Não gosto que, numa loja, me tratem como se eu tivesse a incomodar o descanso de vossa excelência.
Mas, meus queridos, tudo na vida se faz com equilíbrio. Nem 8, nem 80.
Detesto que me pressionem, que me perguntem 50 vezes se tenho mesmo a certeza que não preciso de ajuda ou que fiquem a 10 cm de mim e a olhar enquanto eu vejo a loja.

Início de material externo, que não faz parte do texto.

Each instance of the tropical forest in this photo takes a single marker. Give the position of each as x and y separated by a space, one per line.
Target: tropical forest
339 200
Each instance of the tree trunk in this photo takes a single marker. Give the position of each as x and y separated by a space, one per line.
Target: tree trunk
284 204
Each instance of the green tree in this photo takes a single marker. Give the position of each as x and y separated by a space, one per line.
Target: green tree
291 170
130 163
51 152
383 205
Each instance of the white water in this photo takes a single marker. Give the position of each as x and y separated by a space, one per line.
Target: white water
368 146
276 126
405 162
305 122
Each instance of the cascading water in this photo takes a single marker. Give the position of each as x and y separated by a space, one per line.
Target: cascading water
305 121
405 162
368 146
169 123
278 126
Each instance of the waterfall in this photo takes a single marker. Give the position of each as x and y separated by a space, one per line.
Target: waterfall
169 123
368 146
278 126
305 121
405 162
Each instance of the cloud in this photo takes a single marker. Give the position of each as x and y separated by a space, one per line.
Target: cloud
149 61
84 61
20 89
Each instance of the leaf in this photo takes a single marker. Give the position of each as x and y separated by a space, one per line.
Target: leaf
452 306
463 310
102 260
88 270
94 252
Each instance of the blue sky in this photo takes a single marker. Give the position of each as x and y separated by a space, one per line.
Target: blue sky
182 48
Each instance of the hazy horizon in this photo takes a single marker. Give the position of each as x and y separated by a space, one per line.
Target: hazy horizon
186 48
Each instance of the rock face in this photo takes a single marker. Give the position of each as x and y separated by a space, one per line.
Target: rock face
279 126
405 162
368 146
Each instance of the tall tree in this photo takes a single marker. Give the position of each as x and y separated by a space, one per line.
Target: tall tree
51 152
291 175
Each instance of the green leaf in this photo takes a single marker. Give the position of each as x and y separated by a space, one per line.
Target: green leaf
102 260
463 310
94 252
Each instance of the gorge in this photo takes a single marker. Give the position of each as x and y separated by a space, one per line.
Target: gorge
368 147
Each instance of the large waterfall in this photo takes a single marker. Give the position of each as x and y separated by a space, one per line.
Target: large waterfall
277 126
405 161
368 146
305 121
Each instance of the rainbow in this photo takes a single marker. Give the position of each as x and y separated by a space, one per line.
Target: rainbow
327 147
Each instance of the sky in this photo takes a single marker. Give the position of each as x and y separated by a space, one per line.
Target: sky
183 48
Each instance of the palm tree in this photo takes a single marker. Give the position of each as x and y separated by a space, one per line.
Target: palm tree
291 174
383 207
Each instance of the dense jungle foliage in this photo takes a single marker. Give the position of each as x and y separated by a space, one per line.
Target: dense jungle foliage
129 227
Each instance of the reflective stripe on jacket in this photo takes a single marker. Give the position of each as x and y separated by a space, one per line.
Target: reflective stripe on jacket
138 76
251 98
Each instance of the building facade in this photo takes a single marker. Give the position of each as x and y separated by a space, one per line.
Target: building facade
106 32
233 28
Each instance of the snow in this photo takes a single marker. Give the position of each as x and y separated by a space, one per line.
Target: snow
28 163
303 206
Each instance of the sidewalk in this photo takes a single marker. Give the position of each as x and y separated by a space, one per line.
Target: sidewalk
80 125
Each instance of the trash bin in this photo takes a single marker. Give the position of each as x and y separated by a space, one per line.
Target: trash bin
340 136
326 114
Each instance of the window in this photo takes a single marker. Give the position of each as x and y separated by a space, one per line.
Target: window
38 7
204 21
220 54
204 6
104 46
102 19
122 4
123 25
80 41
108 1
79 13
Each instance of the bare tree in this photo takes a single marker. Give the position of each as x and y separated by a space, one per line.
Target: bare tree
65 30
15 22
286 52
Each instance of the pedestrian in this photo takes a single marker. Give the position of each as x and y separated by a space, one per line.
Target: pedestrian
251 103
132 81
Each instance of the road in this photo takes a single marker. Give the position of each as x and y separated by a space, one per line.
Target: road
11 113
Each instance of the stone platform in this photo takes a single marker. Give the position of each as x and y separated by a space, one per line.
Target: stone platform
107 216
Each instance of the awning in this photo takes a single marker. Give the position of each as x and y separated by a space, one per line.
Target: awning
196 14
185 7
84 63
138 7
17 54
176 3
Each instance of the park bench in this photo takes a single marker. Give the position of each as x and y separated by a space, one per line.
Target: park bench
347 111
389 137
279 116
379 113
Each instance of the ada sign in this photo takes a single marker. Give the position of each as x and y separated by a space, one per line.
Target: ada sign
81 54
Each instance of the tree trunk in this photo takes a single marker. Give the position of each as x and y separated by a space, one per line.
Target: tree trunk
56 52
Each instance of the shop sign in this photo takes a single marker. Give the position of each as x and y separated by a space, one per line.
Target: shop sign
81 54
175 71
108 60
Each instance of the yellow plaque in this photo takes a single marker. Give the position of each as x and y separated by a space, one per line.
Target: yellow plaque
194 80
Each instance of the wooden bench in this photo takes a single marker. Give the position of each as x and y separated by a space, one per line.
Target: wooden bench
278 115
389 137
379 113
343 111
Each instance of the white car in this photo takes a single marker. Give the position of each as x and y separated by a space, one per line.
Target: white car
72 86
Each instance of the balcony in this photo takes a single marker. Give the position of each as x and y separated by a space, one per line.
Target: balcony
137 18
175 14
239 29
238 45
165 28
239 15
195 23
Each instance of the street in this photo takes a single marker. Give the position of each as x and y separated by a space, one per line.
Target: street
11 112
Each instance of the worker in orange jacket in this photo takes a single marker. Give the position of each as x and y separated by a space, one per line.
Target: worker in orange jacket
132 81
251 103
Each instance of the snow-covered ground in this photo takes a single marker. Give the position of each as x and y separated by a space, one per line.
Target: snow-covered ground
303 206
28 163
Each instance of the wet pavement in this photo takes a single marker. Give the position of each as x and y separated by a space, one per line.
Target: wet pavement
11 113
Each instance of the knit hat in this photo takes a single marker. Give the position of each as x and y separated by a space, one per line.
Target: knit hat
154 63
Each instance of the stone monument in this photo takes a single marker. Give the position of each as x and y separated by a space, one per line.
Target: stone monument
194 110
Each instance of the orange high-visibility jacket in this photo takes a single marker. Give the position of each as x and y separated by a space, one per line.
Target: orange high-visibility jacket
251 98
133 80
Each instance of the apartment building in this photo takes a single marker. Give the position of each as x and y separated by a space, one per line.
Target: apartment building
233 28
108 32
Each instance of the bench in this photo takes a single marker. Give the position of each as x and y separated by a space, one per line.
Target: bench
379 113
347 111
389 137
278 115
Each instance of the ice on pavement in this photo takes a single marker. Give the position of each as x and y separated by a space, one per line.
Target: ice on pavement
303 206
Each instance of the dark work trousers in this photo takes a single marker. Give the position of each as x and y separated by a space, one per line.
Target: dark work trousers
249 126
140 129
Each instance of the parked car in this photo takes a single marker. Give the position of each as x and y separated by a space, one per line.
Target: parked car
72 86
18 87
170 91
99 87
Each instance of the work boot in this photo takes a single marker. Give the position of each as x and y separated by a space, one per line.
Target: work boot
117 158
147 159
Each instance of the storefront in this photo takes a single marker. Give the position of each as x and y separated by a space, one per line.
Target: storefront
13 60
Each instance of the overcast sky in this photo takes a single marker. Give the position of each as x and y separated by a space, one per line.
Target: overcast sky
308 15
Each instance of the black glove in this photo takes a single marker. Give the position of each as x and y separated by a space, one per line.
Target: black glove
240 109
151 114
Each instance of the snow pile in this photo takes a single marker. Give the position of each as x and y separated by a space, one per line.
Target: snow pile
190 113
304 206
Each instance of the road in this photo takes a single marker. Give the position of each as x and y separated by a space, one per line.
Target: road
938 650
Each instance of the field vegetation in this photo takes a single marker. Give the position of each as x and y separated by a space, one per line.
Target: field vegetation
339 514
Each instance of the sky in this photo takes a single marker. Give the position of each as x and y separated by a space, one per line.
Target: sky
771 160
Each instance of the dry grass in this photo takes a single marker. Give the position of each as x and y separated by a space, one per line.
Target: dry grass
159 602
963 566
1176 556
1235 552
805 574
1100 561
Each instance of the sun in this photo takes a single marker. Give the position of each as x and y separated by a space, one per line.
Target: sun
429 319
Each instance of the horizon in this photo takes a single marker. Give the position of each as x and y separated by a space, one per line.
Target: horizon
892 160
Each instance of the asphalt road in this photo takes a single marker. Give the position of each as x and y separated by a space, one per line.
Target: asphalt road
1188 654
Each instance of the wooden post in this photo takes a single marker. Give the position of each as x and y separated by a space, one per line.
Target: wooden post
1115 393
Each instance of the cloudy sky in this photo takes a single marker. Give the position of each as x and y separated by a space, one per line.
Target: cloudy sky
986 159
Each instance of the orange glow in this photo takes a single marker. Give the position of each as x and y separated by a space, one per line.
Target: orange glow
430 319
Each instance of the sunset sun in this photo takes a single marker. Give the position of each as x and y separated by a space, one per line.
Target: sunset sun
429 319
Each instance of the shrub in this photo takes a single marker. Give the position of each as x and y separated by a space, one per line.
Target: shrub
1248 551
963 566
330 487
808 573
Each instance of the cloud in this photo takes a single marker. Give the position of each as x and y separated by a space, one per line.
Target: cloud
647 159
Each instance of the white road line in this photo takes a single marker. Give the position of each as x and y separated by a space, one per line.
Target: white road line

Pior ainda… já não suporto que o meu telefone toque e seja a empregada de uma loja de vestidos de noiva a que fui, para perguntar-me como vão os preparativos do casamento, se já fui ver outras lojas, quando é que lá vou outra vez, porque aquele vestido era totalmente a minha personalidade e tinha a certeza de que eu o ia escolher, portanto não era preciso procurar mais vestido nenhum, nem mais loja nenhuma (dito assim, exactamente assim).
Ora… da última vez que verifiquei, percebi estas duas coisas:
…eu não a conheço de lado nenhum para saber se o vestido é “a minha personalidade”.
…o casamento é meu, sou eu quem escolho o vestido onde e quando quiser.
Estamos entendidos?
Tenho mau feitio? Pois tenho, mas é meu e pronto!